William P. "Baldy" Louden (August 27, 1883 – December 8, 1935) was an American baseball player. He played professional baseball from 1906 to 1920, including six years in Major League Baseball as an infielder with the New York Highlanders (1907), Detroit Tigers (1912–1913), Buffalo Buffeds (1914–1915), and Cincinnati Reds (1916). He appeared in 603 major league games (313 at second base, 176 at shortstop) and compiled a .261 batting average and a .355 on-base percentage.

==Early years==
Louden was born in Pittsburgh, Pennsylvania, in 1883.

==Professional baseball==
Louden began his professional baseball career playing with the Allegheny Hilldales in the Pittsburgh sandlots, before moving on to the Texas League where he played for the Greenville Hunters and Dallas Giants in 1906 and 1907.

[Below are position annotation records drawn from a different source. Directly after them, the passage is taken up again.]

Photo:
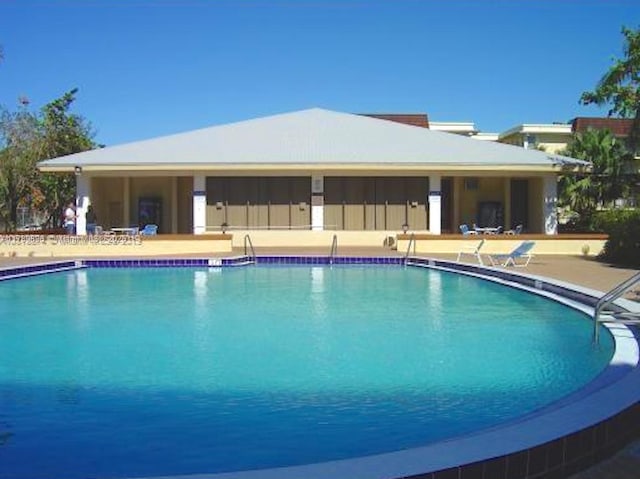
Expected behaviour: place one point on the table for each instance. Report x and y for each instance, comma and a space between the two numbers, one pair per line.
488, 230
132, 230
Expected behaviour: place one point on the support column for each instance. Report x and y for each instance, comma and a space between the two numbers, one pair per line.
435, 204
83, 193
199, 204
126, 201
317, 202
506, 211
550, 210
456, 201
174, 205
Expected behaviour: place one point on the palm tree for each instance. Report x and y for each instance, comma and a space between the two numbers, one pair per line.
608, 180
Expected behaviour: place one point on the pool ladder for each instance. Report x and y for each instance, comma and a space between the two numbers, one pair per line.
412, 242
334, 249
615, 314
252, 257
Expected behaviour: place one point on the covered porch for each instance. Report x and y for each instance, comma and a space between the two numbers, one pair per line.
429, 203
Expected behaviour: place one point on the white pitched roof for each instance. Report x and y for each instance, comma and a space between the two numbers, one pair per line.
307, 138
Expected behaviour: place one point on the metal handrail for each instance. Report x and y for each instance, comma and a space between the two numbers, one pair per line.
247, 239
334, 248
609, 298
412, 241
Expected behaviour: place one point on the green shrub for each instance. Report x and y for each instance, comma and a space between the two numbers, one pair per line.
623, 228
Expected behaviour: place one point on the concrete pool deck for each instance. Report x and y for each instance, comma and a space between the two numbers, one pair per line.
582, 271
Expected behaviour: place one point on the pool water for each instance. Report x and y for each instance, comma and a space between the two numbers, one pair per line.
143, 372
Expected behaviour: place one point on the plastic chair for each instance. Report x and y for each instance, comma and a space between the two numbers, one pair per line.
149, 230
472, 251
464, 229
516, 231
519, 253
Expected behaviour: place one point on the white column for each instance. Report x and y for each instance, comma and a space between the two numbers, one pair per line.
317, 202
435, 204
126, 201
550, 210
199, 204
174, 204
83, 193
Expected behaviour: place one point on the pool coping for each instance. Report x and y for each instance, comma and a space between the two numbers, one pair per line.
563, 438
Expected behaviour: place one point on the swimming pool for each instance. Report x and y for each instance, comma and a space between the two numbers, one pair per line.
179, 371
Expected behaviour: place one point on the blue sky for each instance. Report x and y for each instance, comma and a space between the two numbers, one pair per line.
149, 68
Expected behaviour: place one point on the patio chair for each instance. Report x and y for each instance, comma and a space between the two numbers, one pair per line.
472, 250
520, 253
464, 229
149, 230
516, 231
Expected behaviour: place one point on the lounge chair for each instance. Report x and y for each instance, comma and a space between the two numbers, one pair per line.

Louden was acquired by the New York Yankees in August 1907 and made his major league debut the following month. He appeared in 11 games with the Yankees and compiled a .111 batting average and .273 on-base percentage.

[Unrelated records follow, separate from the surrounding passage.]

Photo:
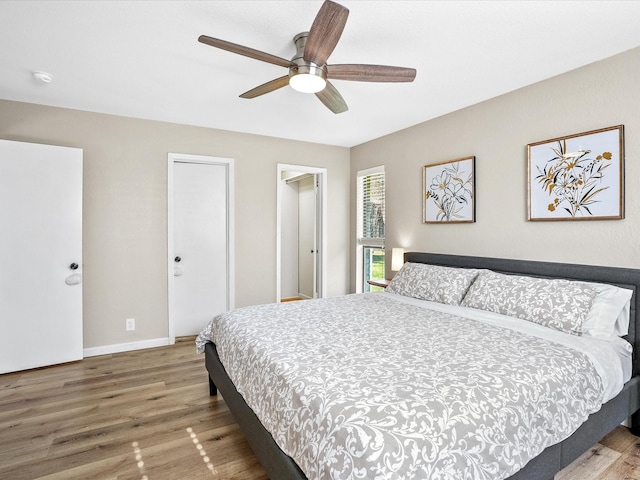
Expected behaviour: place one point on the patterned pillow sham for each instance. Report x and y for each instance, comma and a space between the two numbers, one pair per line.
431, 282
559, 304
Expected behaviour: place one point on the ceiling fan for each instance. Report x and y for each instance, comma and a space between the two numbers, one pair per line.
308, 69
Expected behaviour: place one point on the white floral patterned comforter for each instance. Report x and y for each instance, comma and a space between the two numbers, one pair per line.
367, 387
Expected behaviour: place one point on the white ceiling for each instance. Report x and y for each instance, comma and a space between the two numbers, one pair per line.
142, 58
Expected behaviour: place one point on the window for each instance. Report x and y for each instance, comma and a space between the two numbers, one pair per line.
370, 230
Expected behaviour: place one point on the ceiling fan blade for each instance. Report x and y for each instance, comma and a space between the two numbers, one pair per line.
371, 73
246, 51
332, 99
325, 32
267, 87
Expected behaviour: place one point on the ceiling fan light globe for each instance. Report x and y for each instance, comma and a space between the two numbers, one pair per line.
307, 83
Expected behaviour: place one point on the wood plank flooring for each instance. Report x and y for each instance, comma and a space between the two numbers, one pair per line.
147, 415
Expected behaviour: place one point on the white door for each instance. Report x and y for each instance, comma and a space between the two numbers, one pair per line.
301, 231
200, 245
40, 248
307, 246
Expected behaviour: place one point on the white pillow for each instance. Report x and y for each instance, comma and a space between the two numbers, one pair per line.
609, 314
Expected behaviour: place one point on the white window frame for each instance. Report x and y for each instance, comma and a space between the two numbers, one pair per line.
361, 242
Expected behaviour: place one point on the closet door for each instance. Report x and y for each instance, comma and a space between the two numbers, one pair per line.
201, 270
40, 255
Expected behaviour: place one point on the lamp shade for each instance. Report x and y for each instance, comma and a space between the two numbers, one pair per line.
397, 259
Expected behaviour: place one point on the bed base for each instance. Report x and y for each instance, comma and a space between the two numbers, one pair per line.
625, 405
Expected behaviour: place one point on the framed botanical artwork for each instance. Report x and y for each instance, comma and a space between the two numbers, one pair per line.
577, 177
449, 191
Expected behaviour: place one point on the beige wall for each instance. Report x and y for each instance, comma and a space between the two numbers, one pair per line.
125, 209
497, 132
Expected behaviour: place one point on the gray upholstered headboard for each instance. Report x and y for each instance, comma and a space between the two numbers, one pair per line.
622, 277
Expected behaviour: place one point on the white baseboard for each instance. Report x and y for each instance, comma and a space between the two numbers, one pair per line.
125, 347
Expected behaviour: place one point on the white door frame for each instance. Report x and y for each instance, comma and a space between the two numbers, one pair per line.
174, 158
322, 173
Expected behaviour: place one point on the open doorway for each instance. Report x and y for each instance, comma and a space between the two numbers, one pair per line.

After his brief tryout with New York, Louden spent the next four years in the minor leagues with the Montreal Royals in 1908 and the Newark Indians from 1909 to 1911.

Louden returned to the major leagues in 1912 with the Detroit Tigers. He appeared in 122 games for the 1912 Tigers, including 87 at second base and 26 at third base, and compiled a .241 batting average and .352 on-base percentage. He led the American League's second basemen with a 5.61 range factor — 0.86 points higher than the league average for second basemen. He remained with the Tigers in 1913, appearing in 76 games with a .241 batting average and .344 on-base percentage.

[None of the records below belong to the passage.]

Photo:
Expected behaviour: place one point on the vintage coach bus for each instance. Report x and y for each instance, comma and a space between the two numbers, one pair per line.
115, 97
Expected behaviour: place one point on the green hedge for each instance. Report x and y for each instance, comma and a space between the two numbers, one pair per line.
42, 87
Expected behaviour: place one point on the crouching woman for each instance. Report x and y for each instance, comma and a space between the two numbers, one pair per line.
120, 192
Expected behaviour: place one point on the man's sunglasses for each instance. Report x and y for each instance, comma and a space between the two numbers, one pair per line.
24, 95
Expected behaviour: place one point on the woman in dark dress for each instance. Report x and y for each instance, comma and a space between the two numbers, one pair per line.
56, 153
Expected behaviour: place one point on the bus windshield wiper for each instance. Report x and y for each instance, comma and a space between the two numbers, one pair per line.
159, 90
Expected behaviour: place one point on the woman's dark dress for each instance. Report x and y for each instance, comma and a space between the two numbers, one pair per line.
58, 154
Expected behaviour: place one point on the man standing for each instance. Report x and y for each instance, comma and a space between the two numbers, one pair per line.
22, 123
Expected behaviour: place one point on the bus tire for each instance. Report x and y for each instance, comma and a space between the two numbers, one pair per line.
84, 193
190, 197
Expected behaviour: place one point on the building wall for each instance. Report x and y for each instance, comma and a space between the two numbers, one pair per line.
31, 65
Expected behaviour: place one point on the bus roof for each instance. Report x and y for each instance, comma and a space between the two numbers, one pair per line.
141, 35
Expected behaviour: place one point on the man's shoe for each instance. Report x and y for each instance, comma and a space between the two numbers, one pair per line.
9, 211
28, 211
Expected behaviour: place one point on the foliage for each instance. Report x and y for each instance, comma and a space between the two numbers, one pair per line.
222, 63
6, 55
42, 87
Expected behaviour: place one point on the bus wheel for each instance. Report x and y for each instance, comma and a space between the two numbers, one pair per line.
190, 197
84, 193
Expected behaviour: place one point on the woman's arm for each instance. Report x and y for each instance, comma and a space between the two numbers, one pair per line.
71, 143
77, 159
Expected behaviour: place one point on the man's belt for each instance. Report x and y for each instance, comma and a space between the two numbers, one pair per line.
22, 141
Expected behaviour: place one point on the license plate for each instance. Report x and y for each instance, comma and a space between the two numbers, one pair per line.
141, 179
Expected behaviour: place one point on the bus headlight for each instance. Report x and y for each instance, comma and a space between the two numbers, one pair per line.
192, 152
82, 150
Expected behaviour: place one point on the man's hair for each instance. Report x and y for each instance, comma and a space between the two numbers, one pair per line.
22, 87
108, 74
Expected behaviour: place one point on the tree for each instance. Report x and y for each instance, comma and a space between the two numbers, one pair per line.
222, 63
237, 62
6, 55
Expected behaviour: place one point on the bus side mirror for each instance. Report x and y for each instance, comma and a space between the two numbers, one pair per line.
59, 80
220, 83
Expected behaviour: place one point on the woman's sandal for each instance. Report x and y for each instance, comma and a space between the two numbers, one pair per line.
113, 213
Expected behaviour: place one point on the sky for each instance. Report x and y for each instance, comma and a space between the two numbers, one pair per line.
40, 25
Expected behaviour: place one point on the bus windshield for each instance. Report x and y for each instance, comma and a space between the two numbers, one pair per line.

In 1914, Louden jumped to the Buffalo Buffeds of the newly formed Federal League. He appeared in 126 games in 1914 as Buffalo's regular shortstop. He ranked among the Federal League's leaders in 1914 with a .313 batting average (eighth), a .391 on-base percentage (tenth), and 35 stolen bases (eighth). The following year, he appeared in 141 games for Buffalo but his batting average dropped 32 points to .281.

When the Federal League folded in 1916, Louden moved to the Cincinnati Reds. He appeared in 134 games, 108 at second base and 23 at shortstop, and compiled a .219 batting average and .313 on-base percentage. He led the National League second basemen with a .968 fielding percentage. He also had a range factor of 5.40 — 0.66 points higher than the National League average for second basemen.

In February 1917, Louden was traded to Kansas City. Louden finished his professional baseball career in 1920 as a player-manager of the Martinsburg Mountaineers in the Blue Ridge League.

==Later years==
After retiring from baseball, Louden settled in Piedmont, West Virginia, where he operated a garage. He died in 1935 at age 52 in Piedmont.